Created attachment 1288456 [details] Notes about error, log snippets Description of problem: Failure to complete convergence (Finalize) in upgrade of overcloud. OSP9 TO OSP10 upgrade. Version-Release number of selected component (if applicable): heat version 1.5.0 How reproducible: I have only done this once - it's a very long procedure. . Steps to Reproduce: 1.Do complete JetStream 6.0.1 install (no lock bits, so essentially head of OSP9. 2.Do complete upgrade via RH doc 3. Actual results: AllNodesDeploySteps UPDATE-FAILED in finalize upgrade Expected results: Additional info: Converge error ============== command: ---------- openstack overcloud deploy --stack "r8" -t 180 --templates ~/pilot/templates/overcloud -e /home/osp_admin/pilot/templates/overcloud/environments/network-solation.yaml -e /home/osp_admin/pilot/templates/network-environment.yaml -e /home/osp_admin/pilot/templates/static-ip-environment.yaml -e /home/osp_admin/pilot/templates/static-vip-environment.yaml -e /home/osp_admin/pilot/templates/node-placement.yaml -e /home/osp_admin/pilot/templates/overcloud/environments/storage-environment.yaml -e /home/osp_admin/pilot/templates/dell-environment.yaml -e /home/osp_admin/pilot/templates/overcloud/environments/puppet-pacemaker.yaml -e /home/osp_admin/pilot/templates/overcloud/environments/major-upgrade-pacemaker-converge.yaml --control-flavor control --compute-flavor compute --ceph-storage-flavor ceph-storage --swift-storage-flavor swift-storage --block-storage-flavor block-storage --neutron-public-interface bond1 --neutron-network-type vlan --neutron-disable-tunneling --control-scale 3 --compute-scale 4 --ceph-storage-scale 3 --ntp-server 0.centos.pool.ntp.org --neutron-network-vlan-ranges physint:201:220,physext --neutron-bridge-mappings physint:br-tenant,physext:br-ex
Created attachment 1288457 [details] journalctl output
Hi, so the problem seems to come from a custom script. Could you post the script that is triggered in the ControllerExtraConfigPost step. On the controller associated with the jorunactl output, this is this script: - /var/lib/heat-config/deployed/5d37fd5e-4705-4e50-a023-a7753953c3c4.json - /var/lib/heat-config/deployed/ed924d1d-e7ce-40cc-a3d2-ca655b063fdd.json - /var/lib/heat-config/deployed/273b32c2-1f07-4703-84e9-248a933a0407.json there is no output and the error code is 5. You can directly attach the content of the /var/lib/heat-config directory and the ControllerExtraConfigPost template. Thanks,
Looks like a dup of https://bugzilla.redhat.com/show_bug.cgi?id=1404810#c36
Sofer, we can provide you a pointer to current wrappers that we use for upgrade and update. It is in github and we can provide you access. Send your github id to me and we will take care of it. We are in the process of opensourcing it but not there yet.

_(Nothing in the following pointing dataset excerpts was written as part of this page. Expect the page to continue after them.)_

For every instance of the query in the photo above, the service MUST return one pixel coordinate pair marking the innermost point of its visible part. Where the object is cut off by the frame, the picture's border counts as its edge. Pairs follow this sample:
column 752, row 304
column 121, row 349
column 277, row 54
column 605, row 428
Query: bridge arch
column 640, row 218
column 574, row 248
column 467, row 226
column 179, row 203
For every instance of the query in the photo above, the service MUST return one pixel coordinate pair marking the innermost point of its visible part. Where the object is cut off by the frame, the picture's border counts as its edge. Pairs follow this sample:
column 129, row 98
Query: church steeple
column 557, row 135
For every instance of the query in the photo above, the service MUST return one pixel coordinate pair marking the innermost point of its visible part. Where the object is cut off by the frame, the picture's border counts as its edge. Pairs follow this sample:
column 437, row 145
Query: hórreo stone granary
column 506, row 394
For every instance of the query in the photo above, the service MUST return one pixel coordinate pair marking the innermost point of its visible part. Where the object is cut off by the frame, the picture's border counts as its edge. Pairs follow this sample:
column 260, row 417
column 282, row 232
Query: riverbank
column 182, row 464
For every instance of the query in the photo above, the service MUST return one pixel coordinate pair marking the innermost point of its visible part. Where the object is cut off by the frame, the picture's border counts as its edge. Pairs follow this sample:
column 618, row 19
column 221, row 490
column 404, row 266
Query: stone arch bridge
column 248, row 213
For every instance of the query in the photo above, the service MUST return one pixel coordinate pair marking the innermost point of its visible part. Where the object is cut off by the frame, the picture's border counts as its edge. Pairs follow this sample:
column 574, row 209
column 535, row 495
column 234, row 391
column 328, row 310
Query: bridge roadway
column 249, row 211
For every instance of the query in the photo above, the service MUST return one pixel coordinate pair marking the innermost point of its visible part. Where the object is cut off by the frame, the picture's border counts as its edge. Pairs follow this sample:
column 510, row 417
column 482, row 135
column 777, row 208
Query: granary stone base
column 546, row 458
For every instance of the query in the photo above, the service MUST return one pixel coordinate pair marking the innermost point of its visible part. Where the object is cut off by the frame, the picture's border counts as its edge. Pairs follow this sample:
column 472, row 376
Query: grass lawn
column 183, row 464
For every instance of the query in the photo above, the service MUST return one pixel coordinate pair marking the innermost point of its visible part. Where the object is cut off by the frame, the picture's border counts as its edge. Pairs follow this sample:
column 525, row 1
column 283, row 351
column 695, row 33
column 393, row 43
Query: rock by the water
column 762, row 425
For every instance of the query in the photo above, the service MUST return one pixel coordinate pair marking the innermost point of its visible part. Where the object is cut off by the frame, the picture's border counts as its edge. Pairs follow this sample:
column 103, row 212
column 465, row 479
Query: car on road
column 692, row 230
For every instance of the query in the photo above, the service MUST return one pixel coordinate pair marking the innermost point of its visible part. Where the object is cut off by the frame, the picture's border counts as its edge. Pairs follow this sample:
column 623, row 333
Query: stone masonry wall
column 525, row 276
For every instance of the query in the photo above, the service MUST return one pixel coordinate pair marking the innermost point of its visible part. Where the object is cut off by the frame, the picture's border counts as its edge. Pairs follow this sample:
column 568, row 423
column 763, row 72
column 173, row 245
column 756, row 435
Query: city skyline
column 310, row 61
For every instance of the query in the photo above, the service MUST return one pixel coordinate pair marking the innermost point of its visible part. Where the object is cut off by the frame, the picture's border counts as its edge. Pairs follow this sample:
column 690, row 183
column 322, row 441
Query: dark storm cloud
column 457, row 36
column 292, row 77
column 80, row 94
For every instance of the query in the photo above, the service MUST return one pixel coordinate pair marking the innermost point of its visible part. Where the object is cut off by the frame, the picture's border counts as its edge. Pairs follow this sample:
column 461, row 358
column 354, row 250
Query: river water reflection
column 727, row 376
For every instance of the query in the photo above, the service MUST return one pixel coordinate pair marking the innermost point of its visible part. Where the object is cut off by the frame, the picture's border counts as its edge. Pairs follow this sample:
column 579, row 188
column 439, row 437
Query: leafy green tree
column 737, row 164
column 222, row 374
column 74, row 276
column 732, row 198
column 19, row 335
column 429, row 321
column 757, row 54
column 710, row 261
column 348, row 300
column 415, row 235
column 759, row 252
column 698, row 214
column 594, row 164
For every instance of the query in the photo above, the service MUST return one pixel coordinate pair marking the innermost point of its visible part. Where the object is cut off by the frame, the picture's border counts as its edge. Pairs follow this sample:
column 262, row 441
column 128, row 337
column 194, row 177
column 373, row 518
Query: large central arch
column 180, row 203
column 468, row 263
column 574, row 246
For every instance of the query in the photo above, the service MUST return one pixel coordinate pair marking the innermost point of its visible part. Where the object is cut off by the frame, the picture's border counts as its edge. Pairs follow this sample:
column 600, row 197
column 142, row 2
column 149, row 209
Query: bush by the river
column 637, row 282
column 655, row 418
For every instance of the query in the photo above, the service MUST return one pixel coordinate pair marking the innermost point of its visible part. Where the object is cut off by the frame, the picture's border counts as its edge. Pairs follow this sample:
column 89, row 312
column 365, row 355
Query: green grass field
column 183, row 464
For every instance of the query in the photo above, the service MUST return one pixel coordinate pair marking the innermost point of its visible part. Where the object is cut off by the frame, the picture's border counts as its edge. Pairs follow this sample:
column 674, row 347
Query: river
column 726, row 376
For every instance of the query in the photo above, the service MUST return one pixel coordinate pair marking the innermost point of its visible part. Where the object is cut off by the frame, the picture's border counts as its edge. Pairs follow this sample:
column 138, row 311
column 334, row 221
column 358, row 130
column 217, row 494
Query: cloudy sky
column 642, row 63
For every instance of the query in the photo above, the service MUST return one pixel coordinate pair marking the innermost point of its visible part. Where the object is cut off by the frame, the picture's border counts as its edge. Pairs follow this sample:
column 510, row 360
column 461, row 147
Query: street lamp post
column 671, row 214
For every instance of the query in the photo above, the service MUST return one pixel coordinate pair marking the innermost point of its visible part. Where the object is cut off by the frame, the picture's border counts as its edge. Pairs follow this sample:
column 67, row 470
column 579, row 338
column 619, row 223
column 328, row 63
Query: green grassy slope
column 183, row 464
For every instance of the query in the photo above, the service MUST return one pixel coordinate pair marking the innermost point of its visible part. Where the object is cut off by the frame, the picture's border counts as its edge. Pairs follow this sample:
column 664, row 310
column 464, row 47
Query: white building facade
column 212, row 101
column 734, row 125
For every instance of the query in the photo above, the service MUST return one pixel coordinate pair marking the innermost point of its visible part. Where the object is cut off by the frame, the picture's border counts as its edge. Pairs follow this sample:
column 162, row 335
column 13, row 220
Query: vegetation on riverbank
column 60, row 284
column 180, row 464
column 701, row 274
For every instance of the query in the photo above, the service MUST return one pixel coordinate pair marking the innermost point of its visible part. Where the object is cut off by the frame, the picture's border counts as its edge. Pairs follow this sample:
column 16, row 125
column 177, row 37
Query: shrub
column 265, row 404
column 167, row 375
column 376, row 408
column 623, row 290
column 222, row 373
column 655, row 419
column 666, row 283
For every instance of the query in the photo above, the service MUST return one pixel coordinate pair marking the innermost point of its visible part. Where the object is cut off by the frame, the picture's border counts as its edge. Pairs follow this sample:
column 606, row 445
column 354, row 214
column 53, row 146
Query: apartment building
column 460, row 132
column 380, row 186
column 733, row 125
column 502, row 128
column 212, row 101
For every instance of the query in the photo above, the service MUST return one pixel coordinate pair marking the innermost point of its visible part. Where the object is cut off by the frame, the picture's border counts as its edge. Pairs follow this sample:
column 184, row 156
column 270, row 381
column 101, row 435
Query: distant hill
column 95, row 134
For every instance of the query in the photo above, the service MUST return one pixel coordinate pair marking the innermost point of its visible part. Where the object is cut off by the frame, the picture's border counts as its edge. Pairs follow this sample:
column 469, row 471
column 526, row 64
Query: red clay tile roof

I believe Gonéri was correct. I made the post-deploy.yaml change from that bz and got a successful finalize stage. I'm not sure what final disposition will be. Will update with more later, but we are no longer blocked on *this particular issue.
Hi Wayne, so we can close this one as this CephRDO customization was already fixed. Don't hesitate to re-open it if I missed something.